Monday, October 5, 2009

Digital Media and Learning

This article is in response to a paper funded by the MacArthur Foundation called "Confronting the Challenges of Participatory Culture: Media Education for the 21st Century.  The paper discussed our new digital generation and the current participatory culture that has come out of it, along with the new skills needed in this environment. Although I agree with the intent of the paper and agree with most everything it says, I disagree with a few points it makes.  This is from my own bias on the importance gaming, but I felt there were too many references and examples of gaming, or at least not enough of other forms of digital media that in my mind would have done a better job of making the argument for the paper.  The argument as I understood it, or the most important issue that stood out to me -- 
            
 "Schools as institutions have been slow to react to the emergence of this new participatory clulture; the greatest opportunity for change is currently found in after-school programs and informal learning communities.(Jenkins p.4)"


I'm not so sure why this statement is so shocking to me because I was in high school only four years ago, but I find it very unsettling that most students learn valuable skills and retain more information outside the classrooms.  I don't feel like this is the teachers fault, because I know many work hard to include digital media in lessons whenever they can, but it comes down to the school system that limits what teachers should teach, how they should teach it, and the resources to do so.  Jenkins list three concerns about students interacting on their own that include unequal opportunities, misperception, and ethical concerns.  I believe this is just the tip of the iceberg for reasons why there is need for a more formal education in digital media in the classroom.

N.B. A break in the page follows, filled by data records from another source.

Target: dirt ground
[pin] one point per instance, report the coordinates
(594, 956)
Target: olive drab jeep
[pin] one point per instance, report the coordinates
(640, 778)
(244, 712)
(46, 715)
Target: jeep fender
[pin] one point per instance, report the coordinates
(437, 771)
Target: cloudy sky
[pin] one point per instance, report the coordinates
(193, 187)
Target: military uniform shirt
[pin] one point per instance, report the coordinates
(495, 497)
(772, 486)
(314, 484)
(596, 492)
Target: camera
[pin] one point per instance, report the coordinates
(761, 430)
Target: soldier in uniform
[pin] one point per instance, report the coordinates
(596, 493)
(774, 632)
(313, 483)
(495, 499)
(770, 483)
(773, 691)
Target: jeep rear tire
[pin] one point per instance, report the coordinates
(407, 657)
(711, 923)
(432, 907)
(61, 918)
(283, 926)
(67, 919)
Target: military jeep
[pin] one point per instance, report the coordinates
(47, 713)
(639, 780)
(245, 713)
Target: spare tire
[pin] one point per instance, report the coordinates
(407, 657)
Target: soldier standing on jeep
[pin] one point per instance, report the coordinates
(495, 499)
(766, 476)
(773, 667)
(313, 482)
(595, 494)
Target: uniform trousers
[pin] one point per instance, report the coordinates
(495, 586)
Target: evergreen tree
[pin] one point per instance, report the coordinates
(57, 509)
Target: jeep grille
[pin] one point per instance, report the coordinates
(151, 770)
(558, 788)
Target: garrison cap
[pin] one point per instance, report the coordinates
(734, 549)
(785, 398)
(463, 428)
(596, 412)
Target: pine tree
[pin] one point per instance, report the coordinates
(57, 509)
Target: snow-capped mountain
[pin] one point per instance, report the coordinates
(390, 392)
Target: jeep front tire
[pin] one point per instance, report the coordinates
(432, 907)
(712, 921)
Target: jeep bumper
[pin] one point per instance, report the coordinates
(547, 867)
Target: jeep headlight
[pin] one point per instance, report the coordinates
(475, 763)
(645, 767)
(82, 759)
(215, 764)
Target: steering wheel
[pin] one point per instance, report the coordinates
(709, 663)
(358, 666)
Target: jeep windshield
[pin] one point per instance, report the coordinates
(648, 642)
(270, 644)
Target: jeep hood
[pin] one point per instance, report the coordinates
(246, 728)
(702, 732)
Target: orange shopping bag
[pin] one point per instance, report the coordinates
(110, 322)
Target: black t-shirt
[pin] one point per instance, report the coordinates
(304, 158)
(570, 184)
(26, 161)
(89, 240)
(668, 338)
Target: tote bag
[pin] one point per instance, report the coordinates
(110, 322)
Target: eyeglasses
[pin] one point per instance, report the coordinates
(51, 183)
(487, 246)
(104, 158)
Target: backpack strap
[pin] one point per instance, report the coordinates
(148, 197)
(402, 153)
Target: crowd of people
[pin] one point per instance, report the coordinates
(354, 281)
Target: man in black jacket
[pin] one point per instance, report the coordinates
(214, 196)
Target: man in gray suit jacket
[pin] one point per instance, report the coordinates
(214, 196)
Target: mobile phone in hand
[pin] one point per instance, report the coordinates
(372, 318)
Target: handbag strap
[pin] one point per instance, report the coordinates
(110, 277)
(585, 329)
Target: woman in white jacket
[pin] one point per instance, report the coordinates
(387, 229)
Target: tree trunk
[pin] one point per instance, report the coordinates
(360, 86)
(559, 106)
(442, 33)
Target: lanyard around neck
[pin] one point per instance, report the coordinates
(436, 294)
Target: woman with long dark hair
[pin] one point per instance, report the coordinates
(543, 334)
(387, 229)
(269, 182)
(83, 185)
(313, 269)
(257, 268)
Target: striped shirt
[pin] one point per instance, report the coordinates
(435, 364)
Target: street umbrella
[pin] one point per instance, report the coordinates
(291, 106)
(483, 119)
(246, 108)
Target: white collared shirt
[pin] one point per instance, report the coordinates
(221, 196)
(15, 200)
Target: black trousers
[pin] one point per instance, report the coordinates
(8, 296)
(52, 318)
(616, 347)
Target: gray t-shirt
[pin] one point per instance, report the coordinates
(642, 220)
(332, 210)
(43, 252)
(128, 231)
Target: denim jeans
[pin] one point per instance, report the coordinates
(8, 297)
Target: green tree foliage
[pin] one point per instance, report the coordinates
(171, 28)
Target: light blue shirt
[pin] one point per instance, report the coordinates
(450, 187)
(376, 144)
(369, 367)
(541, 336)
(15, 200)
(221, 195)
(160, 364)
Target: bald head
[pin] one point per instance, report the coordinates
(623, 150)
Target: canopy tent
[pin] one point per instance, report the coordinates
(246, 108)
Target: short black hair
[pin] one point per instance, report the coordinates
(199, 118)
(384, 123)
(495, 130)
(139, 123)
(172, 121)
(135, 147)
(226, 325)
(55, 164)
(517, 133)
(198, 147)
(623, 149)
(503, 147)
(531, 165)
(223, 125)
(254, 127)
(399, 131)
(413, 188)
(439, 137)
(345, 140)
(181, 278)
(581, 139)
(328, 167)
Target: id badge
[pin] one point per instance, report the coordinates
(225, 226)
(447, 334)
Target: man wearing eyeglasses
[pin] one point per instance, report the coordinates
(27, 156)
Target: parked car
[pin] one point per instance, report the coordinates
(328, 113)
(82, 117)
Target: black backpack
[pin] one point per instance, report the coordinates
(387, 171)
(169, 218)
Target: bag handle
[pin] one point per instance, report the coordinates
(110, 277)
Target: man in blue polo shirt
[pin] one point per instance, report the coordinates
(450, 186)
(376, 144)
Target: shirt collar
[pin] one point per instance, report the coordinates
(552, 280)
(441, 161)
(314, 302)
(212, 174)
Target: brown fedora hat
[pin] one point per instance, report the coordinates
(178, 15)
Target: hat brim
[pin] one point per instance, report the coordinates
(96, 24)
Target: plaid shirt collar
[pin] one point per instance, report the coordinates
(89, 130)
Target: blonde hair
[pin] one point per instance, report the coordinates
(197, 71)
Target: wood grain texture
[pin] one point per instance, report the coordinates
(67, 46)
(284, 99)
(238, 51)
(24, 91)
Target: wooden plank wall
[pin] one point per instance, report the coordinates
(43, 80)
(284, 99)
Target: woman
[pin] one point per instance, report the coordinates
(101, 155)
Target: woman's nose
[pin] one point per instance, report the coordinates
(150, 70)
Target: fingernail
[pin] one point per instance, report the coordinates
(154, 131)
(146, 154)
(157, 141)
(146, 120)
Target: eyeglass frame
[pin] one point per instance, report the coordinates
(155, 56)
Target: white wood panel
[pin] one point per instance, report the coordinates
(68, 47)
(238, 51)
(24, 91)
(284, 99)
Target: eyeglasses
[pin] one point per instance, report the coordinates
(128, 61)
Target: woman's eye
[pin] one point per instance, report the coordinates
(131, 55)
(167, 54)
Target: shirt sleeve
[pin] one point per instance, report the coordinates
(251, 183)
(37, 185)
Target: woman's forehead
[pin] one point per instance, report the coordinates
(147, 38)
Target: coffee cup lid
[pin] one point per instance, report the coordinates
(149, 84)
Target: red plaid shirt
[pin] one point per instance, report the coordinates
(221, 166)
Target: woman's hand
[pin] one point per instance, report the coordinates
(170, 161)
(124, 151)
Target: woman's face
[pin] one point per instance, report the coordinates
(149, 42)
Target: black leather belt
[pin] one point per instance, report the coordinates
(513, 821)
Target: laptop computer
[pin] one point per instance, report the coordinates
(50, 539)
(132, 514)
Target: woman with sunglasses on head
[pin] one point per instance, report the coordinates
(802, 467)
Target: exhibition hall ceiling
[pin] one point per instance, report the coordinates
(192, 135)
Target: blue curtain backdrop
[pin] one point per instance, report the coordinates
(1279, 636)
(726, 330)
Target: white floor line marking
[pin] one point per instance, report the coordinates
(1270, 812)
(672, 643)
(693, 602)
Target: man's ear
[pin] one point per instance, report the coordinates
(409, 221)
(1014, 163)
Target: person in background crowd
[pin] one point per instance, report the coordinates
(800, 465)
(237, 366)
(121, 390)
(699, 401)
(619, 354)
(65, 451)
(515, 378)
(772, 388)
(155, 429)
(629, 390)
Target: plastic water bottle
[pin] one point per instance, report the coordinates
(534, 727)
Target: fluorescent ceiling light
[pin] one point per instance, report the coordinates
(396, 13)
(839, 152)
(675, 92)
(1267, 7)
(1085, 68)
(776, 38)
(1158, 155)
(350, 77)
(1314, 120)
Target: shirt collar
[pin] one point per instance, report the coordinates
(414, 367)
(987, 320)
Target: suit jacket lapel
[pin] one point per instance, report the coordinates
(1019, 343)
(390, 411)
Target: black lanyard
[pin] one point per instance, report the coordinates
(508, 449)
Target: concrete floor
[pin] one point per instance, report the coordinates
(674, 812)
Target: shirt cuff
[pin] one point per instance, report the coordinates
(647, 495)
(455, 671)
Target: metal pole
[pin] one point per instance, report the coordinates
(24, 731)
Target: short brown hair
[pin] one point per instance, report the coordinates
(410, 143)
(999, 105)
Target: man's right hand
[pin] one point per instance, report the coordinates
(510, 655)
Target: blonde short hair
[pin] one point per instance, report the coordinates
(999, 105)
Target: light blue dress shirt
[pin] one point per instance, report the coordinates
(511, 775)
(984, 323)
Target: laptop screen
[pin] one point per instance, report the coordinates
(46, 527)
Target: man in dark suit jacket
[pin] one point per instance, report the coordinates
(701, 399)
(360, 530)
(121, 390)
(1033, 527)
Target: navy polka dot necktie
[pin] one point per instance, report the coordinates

There are skills listed that come in play with digital media literacy.  Of these eleven, I feel that the two most important in my experience are judgement and collective intelligence. Digital media should be taught in the classroom because with the availability of the internet, students need to be able to set apart virtual reality and real world concepts along with reliability and credibility and understanding the intent of the information being given.  Also, I feel that there has always been taboo around techie-computer literate people and that they keep to themselves, game all day long, and have little interactions with others.  Collective intelligence along with networking is a great to link people, ideas, and information together.  The digital media world is no longer as individualized at it use to be and it think that is the whole point for the participatory culture.